A Philadelphia Visit

Since her graduation from college two years ago, my niece has been busy! While working as a medical scribe in a hospital emergency room and coaching rowing, she pursued a long-held goal and applied to medical school (an arduous process). In August she began her studies at Cooper Medical School of Rowan University in Camden, New Jersey – across the Delaware River from Philadelphia.

Just as days turned gently fall-like on the East Coast in September, we spent a long weekend in Philadelphia to attend her “White Coat Ceremony” – a festive event, layered with symbols and tradition – celebrating these new medical students and marking an important transition.

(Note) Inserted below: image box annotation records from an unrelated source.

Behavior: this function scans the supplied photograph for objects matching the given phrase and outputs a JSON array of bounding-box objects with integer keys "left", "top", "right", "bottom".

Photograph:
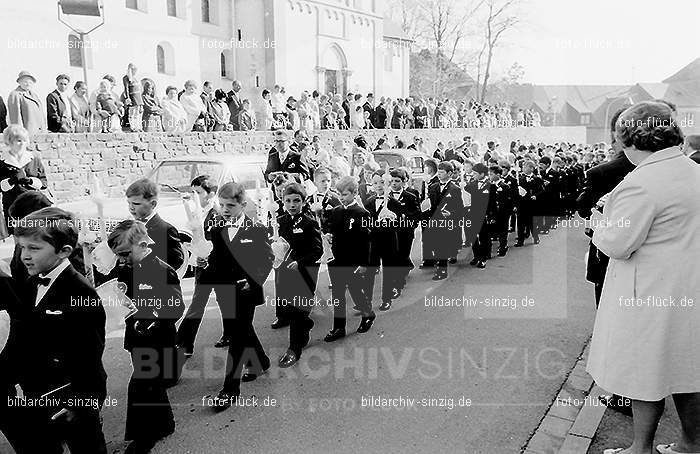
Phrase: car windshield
[{"left": 149, "top": 161, "right": 224, "bottom": 192}]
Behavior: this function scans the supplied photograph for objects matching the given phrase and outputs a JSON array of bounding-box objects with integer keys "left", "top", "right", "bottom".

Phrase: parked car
[
  {"left": 372, "top": 148, "right": 430, "bottom": 197},
  {"left": 60, "top": 155, "right": 269, "bottom": 243}
]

Cooper is an innovative medical school, focused on a new generation of medical education and dedicated to improving health care delivery throughout the region. The medical school’s brand new building is a welcoming and light-filled space with facsimile examining rooms that look like your doctor’s office where students practice patient interviews (with actors standing in for patients) and classrooms designed for small “active learning groups” – the heart of teaching at Cooper.

It was exciting to be there with nervous and proud students surrounded by family and friends as they participated in this “ceremonial cloaking” – covering suits and ties and pretty dresses with the sober white of their profession-to-be. Very soon they’ll wear their white coats as they help staff a walk-in clinic and begin interactions with patients.

In part of his remarks at the ceremony, Dr. Paul Katz, the Dean of Cooper Medical School, said: “Medicine is a profession of symbols – the staff and the serpent, the black bag, the stethoscope, the Hippocratic Oath. The white coat identifies the medical student as a healer, as part of the vast and complex health care system in our country. While they have much to learn on their journeys to truly becoming healers in the true academic sense of the word, donning the white coat marks the first steps on that journey.”

It will be a journey with much to learn – exciting and hard – and so worthy. The niece can do it – she’s got grit!